# Putting the full Pipeline

## Import the Packages

In [1]:
from azureml.core import Workspace, Datastore, Dataset, Experiment, Environment

## Connnect to the AML Workspace

In [3]:
#connect to the workspace
ws = Workspace.from_config(".azure")

# get the compute target
compute_target = ws.compute_targets["cpu-cluster"]

# get the default datastore
datastore = ws.get_default_datastore()

If you run your code in unattended mode, i.e., where you can't give a user input, then we recommend to use ServicePrincipalAuthentication or MsiAuthentication.
Please refer to aka.ms/aml-notebook-auth for different authentication mechanisms in azureml-sdk.


## Define the RunConfig

In [12]:
from azureml.core.runconfig import RunConfiguration
from azureml.core.runconfig import DEFAULT_CPU_IMAGE
from azureml.core.environment import CondaDependencies

from azureml.core import ScriptRunConfig

# create a new runconfig object
run_config = RunConfiguration()

# # enable Docker 
run_config.environment.docker.enabled = True

# # set Docker base image to the default CPU-based image
run_config.environment.docker.base_image = DEFAULT_CPU_IMAGE

# # # use conda_dependencies.yml to create a conda environment in the Docker image for execution
run_config.environment.python.user_managed_dependencies = True

# # specify CondaDependencies obj
run_config.environment = Environment.from_conda_specification(name = "train-env", file_path = "environment.yml")

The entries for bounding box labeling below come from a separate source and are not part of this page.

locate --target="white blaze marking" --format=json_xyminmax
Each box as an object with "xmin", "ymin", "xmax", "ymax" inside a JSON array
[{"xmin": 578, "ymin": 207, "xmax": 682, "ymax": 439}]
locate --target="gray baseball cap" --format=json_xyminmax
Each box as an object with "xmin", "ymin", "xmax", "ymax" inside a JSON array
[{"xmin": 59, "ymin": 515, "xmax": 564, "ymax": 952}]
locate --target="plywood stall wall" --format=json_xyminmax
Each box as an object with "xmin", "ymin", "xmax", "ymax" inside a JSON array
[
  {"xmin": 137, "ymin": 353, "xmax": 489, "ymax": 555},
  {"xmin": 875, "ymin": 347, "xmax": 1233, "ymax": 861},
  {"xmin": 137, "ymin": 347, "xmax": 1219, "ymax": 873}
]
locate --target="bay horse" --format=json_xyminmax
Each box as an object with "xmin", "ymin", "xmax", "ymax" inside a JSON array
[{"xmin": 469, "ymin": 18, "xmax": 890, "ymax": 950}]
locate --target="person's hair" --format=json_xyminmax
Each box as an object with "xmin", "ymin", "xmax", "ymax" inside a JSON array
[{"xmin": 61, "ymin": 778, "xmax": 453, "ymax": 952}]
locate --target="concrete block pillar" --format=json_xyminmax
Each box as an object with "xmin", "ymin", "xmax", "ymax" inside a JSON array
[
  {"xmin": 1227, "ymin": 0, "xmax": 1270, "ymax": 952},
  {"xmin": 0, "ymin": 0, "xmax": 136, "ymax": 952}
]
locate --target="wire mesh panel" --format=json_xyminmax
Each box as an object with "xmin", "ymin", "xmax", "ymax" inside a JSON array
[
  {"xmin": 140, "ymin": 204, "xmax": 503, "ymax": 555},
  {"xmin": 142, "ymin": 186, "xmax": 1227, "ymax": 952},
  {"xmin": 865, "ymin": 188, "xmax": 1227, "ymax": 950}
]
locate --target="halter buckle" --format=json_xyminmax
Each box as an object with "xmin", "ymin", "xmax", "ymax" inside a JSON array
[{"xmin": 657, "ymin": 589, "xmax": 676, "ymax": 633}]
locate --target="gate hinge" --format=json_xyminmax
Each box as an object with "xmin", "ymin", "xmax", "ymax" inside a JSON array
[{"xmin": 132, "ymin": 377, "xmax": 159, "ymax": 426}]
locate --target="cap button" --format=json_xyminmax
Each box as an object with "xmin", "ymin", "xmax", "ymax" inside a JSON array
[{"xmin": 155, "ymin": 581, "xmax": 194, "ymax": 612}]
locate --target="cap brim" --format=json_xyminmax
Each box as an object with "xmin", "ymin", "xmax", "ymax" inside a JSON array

## Define the Pipeline Steps

In [13]:
from azureml.pipeline.core import PipelineData
from azureml.pipeline.steps import PythonScriptStep
from azureml.pipeline.core.graph import PipelineParameter
from azureml.pipeline.core import Pipeline, StepSequence

# create teh ingest pipeline step
data_ingest_step = PythonScriptStep(
    script_name="data_ingest.py",
    source_directory="src",
    # outputs = [diabetes_ds],
    compute_target=compute_target)

# define the preprocessing pipeline step
data_prep_step = PythonScriptStep(
    script_name="preprocessing.py",
    source_directory="src",
    compute_target=compute_target)

# define the train pipeline step
train_DTC_step = PythonScriptStep(
    script_name="train_DTC.py",
    source_directory="src",
    compute_target="cpu-cluster",
    runconfig=run_config)

# define the pipeline step
deploy_step = PythonScriptStep(
    script_name="deploy.py",
    source_directory="src",
    compute_target=compute_target)

# run the steps in a sequence
step_sequence = StepSequence(steps=[data_ingest_step, data_prep_step, train_DTC_step, deploy_step])

# create the pipeline
pipeline = Pipeline(workspace=ws, steps=step_sequence)

## Run the Pipeline

In [14]:
pipeline_run = Experiment(ws, 'full_pipeline').submit(pipeline)
pipeline_run.wait_for_completion(show_output=True)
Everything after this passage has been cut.